Le mécanisme du réméré ne s’applique pas uniquement aux biens immobiliers. Il est également utilisé sur les marchés financiers pour des opérations de transfert temporaire de titres. Les principes juridiques sont les mêmes — vente sous condition résolutoire —, mais les implications pratiques et fiscales diffèrent. Pour les opérations sur titres, ces transactions sont en principe exonérées de TVA.

Réméré vs opération liée

L’opération liée combine une vente au comptant et un engagement de revente à terme. La différence fondamentale réside dans le dénouement : le réméré annule la vente initiale avec effet rétroactif (résolution), tandis que l’opération liée implique une seconde vente, un nouveau transfert de propriété. Les conséquences en termes de droits de mutation et de plus-values sont donc radicalement différentes.

Réméré vs pension de titres

La pension, définie par le Code monétaire et financier, implique un engagement réciproque et irrévocable des deux parties : l’une de vendre et l’autre de racheter. Le dénouement est certain. Dans le réméré, seul le vendeur dispose d’une option — l’acquéreur subit la décision sans pouvoir s’y opposer ni la provoquer. Le dénouement est donc incertain, suspendu à la seule volonté du vendeur.

Réméré vs prêt de titres

Le prêt de titres est un contrat de prêt de consommation portant sur des biens fongibles.

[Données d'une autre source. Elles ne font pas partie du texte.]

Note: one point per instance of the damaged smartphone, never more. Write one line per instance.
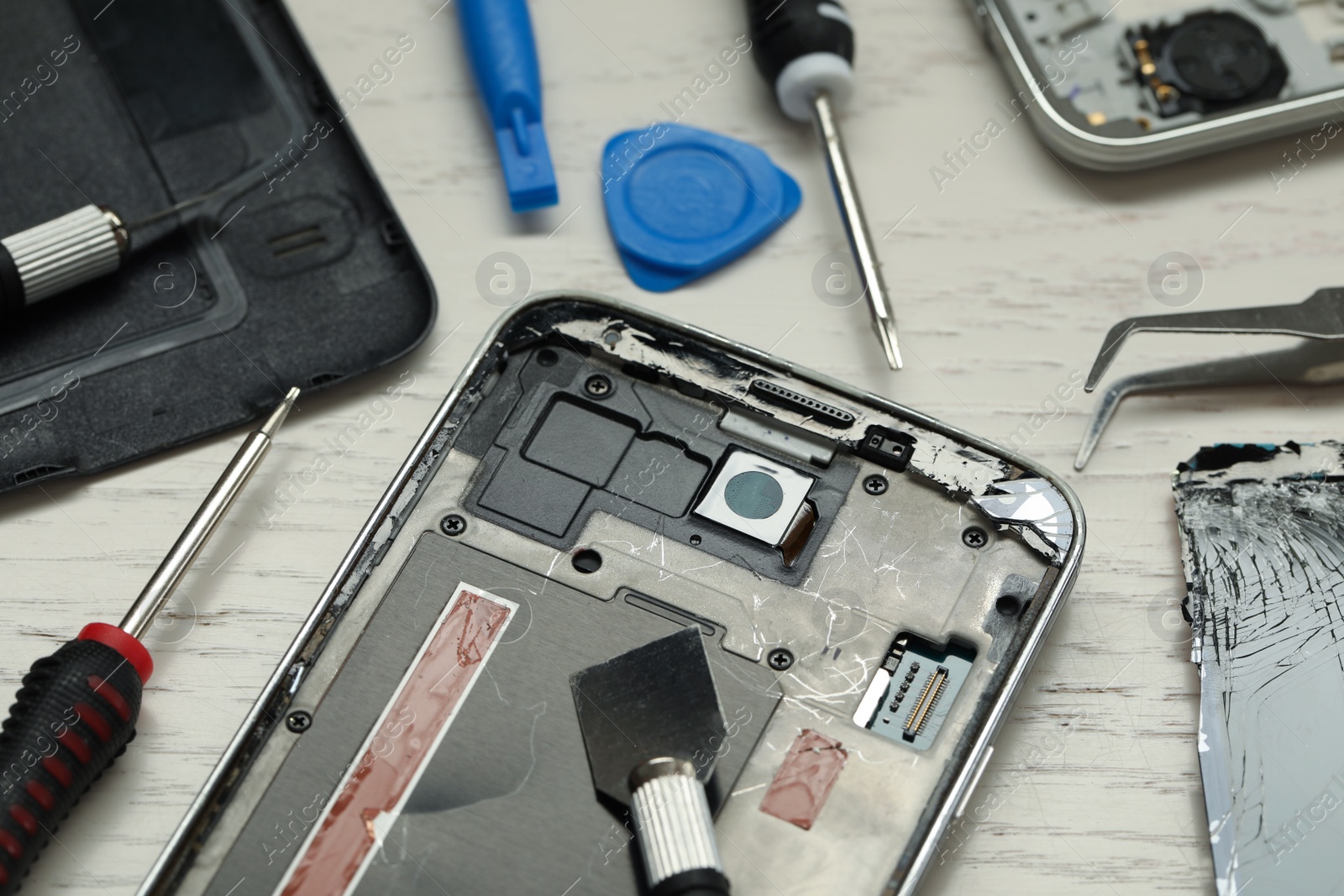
(871, 587)
(1117, 86)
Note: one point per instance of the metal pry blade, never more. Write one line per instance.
(658, 700)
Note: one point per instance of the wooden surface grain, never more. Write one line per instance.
(1005, 281)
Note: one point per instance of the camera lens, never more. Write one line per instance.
(1218, 55)
(754, 496)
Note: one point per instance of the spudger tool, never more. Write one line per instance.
(806, 50)
(1319, 360)
(77, 708)
(648, 718)
(503, 53)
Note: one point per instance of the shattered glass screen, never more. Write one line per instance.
(1263, 535)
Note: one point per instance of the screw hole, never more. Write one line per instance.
(974, 537)
(588, 560)
(597, 385)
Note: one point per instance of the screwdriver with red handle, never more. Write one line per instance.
(76, 710)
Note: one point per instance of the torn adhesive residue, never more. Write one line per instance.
(1263, 530)
(1038, 506)
(394, 755)
(806, 779)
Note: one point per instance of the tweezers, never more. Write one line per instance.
(1317, 360)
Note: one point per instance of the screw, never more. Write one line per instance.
(597, 385)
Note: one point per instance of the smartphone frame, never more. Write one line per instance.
(1065, 130)
(958, 782)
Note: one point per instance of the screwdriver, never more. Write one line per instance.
(60, 254)
(76, 710)
(804, 49)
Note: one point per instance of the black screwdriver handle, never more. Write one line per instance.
(803, 46)
(73, 716)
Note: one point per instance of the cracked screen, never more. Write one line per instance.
(1263, 530)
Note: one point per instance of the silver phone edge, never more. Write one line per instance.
(1133, 154)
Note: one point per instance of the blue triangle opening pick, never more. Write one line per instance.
(685, 202)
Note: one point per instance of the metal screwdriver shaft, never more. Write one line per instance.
(857, 228)
(212, 513)
(806, 50)
(77, 708)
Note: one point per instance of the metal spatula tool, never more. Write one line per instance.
(1319, 360)
(649, 720)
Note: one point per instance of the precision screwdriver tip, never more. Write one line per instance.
(887, 336)
(279, 416)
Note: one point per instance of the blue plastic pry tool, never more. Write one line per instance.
(503, 51)
(685, 202)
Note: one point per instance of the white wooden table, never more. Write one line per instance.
(1005, 282)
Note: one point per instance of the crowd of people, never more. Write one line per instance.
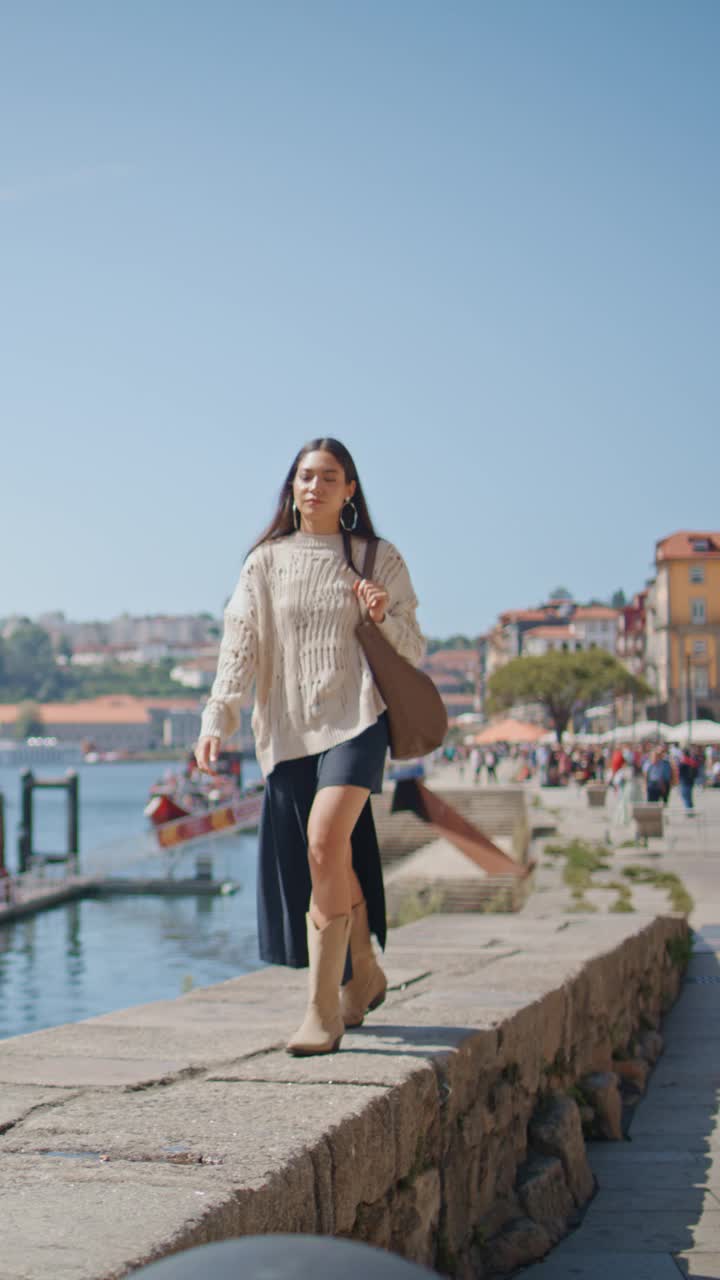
(636, 771)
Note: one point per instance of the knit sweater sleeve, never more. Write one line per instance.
(237, 658)
(400, 625)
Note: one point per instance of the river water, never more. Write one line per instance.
(95, 956)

L’emprunteur doit restituer non pas les titres prêtés, mais des titres de même nature et en même quantité. La vente à réméré, elle, est une vente dont la résolution entraîne la restitution des biens initialement cédés. Il n’y a pas de prix de vente dans un prêt, mais une rémunération pour le prêteur. Les régimes juridiques et fiscaux sont totalement distincts.